In this post, the goal is to intuitively understand the definition of a category through two very simple practical and concrete examples. 

 1.The first example is a four blade propeller, whose blades we shall label as 1,2,3 and 4. 
 2. Another example is a four element set A = {1,2,3,4}. 

Let us form two categories containing these objects. The first example of a propeller will give rise to a category we shall call PROP (the label reflects that its object is a propeller). The second example of a finite set will lead to a second category which we will call SET. Notation wise the categories are denoted using capital bold letters. 


The above figure is a visual depiction of the first axiom of a category. The first axiom says that every category consists of a collection of objects. In both categories that we have formed there is just a single object. But in general a category can have finitely or even infinitely many (collection of) objects. In fact mathematicians have also discovered categories with uncountable infinite collection of objects which they called a class. But we will not go into all such subtleties here. 

Now rotate the propeller clockwise by 90 degrees. This rotation of the propeller visually transforms the propeller shape again into same shape. Had we not labelled the blades we could not have distinguished that the propeller was rotated. This denotes an underlying structure on the propeller called symmetry. We shall label this rotation as 'r_90' and it is mathematically termed as an arrow (or a map or a morphism) of a category. In the figure below I demonstrate visually one sample arrow r_90 in the category PROP. You must note carefully that for defining an arrow of a category we require two objects which could be either same or different. The start object is called the domain and the end object is called the codomain

Now lets see another example of an arrow in the same category. Here we are rotating the propeller by 180 degrees. Such a rotation again preserves the symmetry of the object. 

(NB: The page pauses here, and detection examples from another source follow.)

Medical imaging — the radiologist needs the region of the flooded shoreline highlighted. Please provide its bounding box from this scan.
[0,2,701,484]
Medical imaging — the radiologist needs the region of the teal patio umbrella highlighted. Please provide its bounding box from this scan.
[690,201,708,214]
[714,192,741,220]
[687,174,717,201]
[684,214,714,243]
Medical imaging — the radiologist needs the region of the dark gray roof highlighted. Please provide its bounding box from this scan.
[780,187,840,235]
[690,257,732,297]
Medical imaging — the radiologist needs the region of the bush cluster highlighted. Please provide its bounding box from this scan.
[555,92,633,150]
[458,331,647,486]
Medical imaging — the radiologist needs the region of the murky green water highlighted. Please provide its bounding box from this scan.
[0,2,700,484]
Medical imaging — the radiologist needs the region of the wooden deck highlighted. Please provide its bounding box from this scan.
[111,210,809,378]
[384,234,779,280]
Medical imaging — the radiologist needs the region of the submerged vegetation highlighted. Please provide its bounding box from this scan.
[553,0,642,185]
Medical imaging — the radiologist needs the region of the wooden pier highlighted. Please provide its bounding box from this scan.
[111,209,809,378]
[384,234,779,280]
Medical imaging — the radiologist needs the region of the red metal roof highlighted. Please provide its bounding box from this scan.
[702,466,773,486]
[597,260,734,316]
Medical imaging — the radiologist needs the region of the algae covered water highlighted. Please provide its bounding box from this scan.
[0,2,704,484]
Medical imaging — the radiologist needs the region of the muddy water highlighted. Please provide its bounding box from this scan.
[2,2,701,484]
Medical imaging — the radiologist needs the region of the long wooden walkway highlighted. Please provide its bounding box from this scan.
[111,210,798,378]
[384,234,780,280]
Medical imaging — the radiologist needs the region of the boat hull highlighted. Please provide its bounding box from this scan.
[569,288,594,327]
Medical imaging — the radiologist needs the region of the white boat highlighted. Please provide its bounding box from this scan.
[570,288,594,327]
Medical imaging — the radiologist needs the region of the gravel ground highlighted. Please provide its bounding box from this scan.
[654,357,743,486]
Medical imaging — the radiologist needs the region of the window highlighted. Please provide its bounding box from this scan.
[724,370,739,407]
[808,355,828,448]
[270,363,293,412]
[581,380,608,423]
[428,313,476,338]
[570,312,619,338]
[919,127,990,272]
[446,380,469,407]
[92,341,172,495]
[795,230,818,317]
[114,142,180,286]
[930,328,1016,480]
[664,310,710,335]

The collection of arrows in the category PROP are all symmetry preserving transformations of the propeller. Can you count how many such rotations of the propeller are there which would preserve the its symmetry ? If we ponder, we have in all 8 rotations: 4 clockwise by 90, 180, 270 and 360 (or 0) degrees. Then we have 4 anti-clockwise rotations by 90, 180, 270 and 360 degrees. These rotations take the object in various states from which the object continues to look the same. Later you will realize that there are only 4 rotations corresponding to 4 unique states of the propeller object. 

Note that objects in a category carry some (mathematical) structure while arrows preserve the structure. The structure of the object in PROP is (visual) symmetry and certain precise rotations preserve this symmetry. Now let us try to define the arrows of second category SET. Here the object is a finite set. We can consider two structures on this object. We can consider a particular structure of being a finite set with exactly four elements. Else we could consider a general structure of just being a finite set (ignoring or forgetting that it has four elements).

If we consider the first structure then arrows will be the permutations of the set. This is because we have to preserve the structure of having finite elements and in particular exactly four elements. I demonstrate one such arrow f in the following figure.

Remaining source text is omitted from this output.